Such legislation would be the most fundamental, and needed, reform since President Roosevelt introduced Social Security in 1935 as part of his New Deal. This reform means moving from a tax‐based system to one of saving and investing in the strength of our economy.
The nest egg the president referred to would be one’s personal property, a marked improvement over the existing system, wherein one has no personal property rights. This would allow retirees to bequeath their accumulated assets to their loved ones should they choose.
And for the first time, low‐income workers would have the opportunity to accumulate wealth — not magically become multimillionaires, mind you — but build a nest egg they would own.
The problem with all of this, many argue, is that it would be too expensive. Their point is that under present law, projected payroll taxes will not be enough to pay all promised benefits. Redirecting some of that tax to personal accounts would, therefore, incur a further burden.

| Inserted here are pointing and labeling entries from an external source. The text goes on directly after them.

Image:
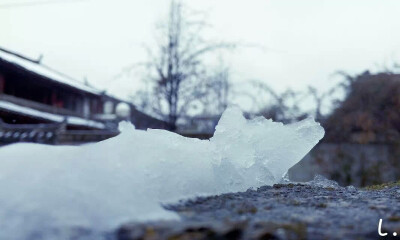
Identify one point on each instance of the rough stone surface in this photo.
(283, 211)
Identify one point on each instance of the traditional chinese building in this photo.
(39, 104)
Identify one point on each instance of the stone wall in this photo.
(350, 164)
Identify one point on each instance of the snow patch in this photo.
(125, 178)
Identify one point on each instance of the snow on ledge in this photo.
(47, 72)
(49, 116)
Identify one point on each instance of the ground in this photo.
(283, 211)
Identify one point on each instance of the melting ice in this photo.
(102, 185)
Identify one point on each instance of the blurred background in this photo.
(71, 70)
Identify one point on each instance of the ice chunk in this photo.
(102, 185)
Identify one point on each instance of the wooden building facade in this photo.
(34, 97)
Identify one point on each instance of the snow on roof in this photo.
(45, 71)
(49, 116)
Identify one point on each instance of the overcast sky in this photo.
(304, 41)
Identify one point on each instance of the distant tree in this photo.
(369, 111)
(284, 107)
(177, 69)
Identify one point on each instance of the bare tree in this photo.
(178, 69)
(284, 107)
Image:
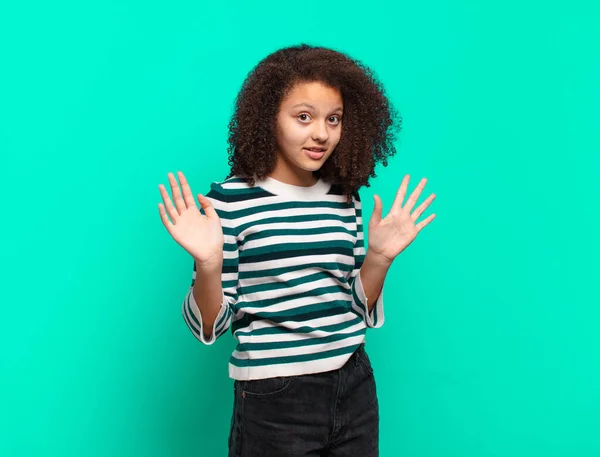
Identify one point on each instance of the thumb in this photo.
(377, 210)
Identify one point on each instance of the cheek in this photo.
(294, 134)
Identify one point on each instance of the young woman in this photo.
(279, 254)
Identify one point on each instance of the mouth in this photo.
(315, 153)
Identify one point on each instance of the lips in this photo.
(315, 153)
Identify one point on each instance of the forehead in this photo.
(314, 93)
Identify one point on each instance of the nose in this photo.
(320, 132)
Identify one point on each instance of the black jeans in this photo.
(334, 414)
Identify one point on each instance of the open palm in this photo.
(201, 236)
(389, 236)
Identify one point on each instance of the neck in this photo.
(295, 177)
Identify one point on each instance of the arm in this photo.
(208, 305)
(367, 278)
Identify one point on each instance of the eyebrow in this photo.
(339, 108)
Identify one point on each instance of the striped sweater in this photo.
(292, 293)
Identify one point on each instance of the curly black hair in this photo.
(369, 127)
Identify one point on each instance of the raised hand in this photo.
(388, 237)
(201, 236)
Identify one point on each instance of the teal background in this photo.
(490, 346)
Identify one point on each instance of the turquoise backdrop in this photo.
(491, 345)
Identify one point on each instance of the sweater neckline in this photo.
(274, 186)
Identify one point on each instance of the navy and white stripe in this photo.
(292, 293)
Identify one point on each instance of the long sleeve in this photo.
(229, 277)
(375, 318)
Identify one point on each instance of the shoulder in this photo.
(233, 190)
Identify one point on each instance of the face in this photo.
(309, 126)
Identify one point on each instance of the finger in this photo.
(397, 205)
(188, 197)
(422, 207)
(173, 214)
(377, 211)
(164, 218)
(177, 198)
(207, 206)
(410, 203)
(424, 223)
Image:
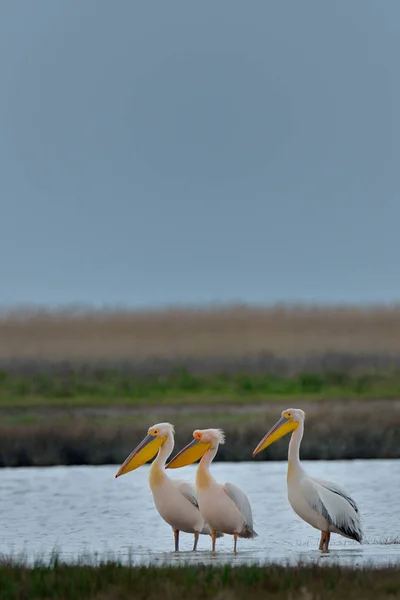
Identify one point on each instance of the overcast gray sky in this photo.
(175, 151)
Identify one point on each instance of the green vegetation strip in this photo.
(107, 387)
(116, 582)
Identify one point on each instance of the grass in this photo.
(112, 581)
(105, 387)
(333, 431)
(82, 388)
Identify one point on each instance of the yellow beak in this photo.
(189, 454)
(281, 428)
(142, 454)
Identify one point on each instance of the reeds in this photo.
(112, 581)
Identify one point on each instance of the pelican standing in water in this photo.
(175, 500)
(225, 507)
(322, 504)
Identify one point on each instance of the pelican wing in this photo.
(241, 501)
(338, 490)
(334, 505)
(188, 490)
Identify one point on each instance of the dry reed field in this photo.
(77, 387)
(278, 339)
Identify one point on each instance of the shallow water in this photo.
(81, 511)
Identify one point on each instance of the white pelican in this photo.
(175, 500)
(322, 504)
(225, 508)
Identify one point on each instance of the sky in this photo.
(160, 153)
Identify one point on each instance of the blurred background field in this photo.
(82, 387)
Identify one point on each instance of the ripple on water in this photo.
(83, 512)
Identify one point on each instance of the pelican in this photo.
(175, 500)
(226, 507)
(322, 504)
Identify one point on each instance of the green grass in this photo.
(107, 387)
(115, 582)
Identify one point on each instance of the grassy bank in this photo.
(334, 430)
(115, 582)
(102, 387)
(82, 388)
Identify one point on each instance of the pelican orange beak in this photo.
(281, 428)
(189, 454)
(142, 454)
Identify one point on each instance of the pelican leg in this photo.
(324, 542)
(176, 536)
(213, 537)
(328, 537)
(196, 539)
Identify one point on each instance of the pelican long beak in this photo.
(142, 454)
(189, 454)
(281, 428)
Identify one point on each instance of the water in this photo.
(81, 511)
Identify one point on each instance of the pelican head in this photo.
(148, 447)
(204, 439)
(289, 421)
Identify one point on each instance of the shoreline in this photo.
(335, 430)
(113, 581)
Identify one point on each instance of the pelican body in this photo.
(175, 500)
(322, 504)
(225, 507)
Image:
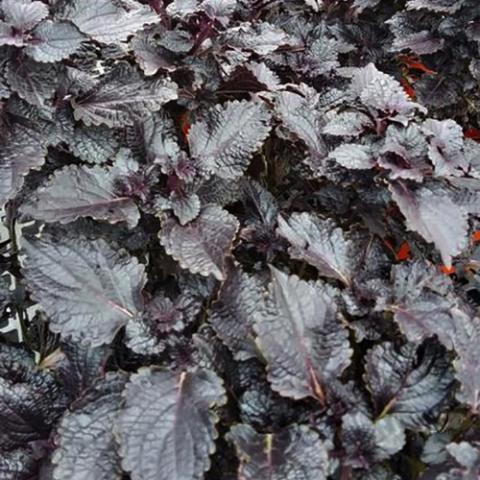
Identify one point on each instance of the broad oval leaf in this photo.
(31, 400)
(94, 144)
(354, 156)
(367, 442)
(115, 105)
(18, 155)
(88, 289)
(78, 191)
(320, 243)
(296, 453)
(86, 447)
(301, 337)
(423, 305)
(300, 115)
(381, 91)
(34, 82)
(410, 384)
(167, 428)
(232, 313)
(54, 42)
(106, 22)
(24, 14)
(224, 141)
(202, 245)
(446, 149)
(435, 217)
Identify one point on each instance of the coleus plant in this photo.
(240, 239)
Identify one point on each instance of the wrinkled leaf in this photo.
(88, 289)
(202, 245)
(167, 428)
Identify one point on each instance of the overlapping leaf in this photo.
(409, 384)
(54, 42)
(232, 314)
(320, 243)
(86, 444)
(301, 337)
(167, 428)
(435, 217)
(106, 21)
(115, 105)
(88, 289)
(75, 192)
(202, 245)
(296, 453)
(224, 141)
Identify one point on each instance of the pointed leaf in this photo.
(299, 115)
(18, 155)
(296, 453)
(115, 105)
(24, 14)
(232, 314)
(348, 124)
(86, 447)
(446, 149)
(78, 191)
(30, 400)
(88, 290)
(225, 140)
(301, 337)
(94, 144)
(106, 22)
(445, 6)
(169, 416)
(34, 82)
(381, 91)
(319, 243)
(367, 442)
(409, 384)
(202, 245)
(423, 305)
(54, 42)
(435, 217)
(354, 156)
(467, 365)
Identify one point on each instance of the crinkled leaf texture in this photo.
(296, 453)
(382, 92)
(301, 337)
(422, 303)
(202, 245)
(88, 289)
(435, 217)
(354, 156)
(18, 154)
(167, 428)
(410, 384)
(30, 399)
(299, 114)
(54, 42)
(106, 22)
(320, 243)
(78, 191)
(24, 14)
(86, 447)
(367, 442)
(467, 365)
(115, 105)
(239, 299)
(224, 141)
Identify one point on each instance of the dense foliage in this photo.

This argument does not consider the costs of the existing system should it not be reformed. According to Social Security’s trustees, this would lead to payroll taxes being insufficient to pay all benefits by about 2018. Let’s further assume that the government at that time borrows the difference so that all benefits are honored.
Such borrowing would continue through 2078 and then well beyond because the demographic trends that cause the imbalance are well established and not subject to meaningful change. The trustees estimate that total borrowing only to 2078 would be about $4.5 trillion in present value terms.
Another way of presenting this is each American family would have to give the government about $43,000 today, plus pay payroll taxes stipulated in present law in order to afford promised benefits.
Now let’s assume we reform the system as broadly outlined by Bush. First of all, not everybody is going to jump on the president’s idea, and for good reason. A 64‐year‐old wouldn’t want to budge from the current program because he wouldn’t have sufficient working time left to save and invest enough to replace what he would otherwise receive from the government program.
Conversely, a 21‐year‐old would opt for the personal account because he does have time to accumulate enough wealth on which to retire with benefits that most likely would be far greater than those from Social Security.
Let’s assume all workers older than 35 would stay with Social Security, pay the full payroll tax and receive the stated benefit. All workers younger than 35 would choose the market‐based alternative, save and invest part of their payroll tax for their retirement and continue to pay the remainder of the payroll tax to the government to help provide for those who stay with Social Security. The government is largely off the hook for them and fully off the hook for all new, younger workers who enter the labor force.
The government’s liability, therefore, is now capped at the benefits payable to those over 35 and the much lower accrued benefits of those under 35. Starting almost immediately, the total number of workers and retirees in the older group shrinks because of death and the fact that no one enters the group.
When the last person dies, the government’s benefit payments drop to zero. The government’s ongoing liability for the younger group phases out as well because more and more people of this expanding group provide for themselves exclusively through their personal accounts.
It is true that achieving President Bush’s vision for modernizing Social Security will require a transition period, bridge financing and an earlier date when we experience negative cash flows.
But under all reasonable assumptions, a market‐based Social Security system will, over the long run, always be less costly than remaining with the present tax‐funded structure.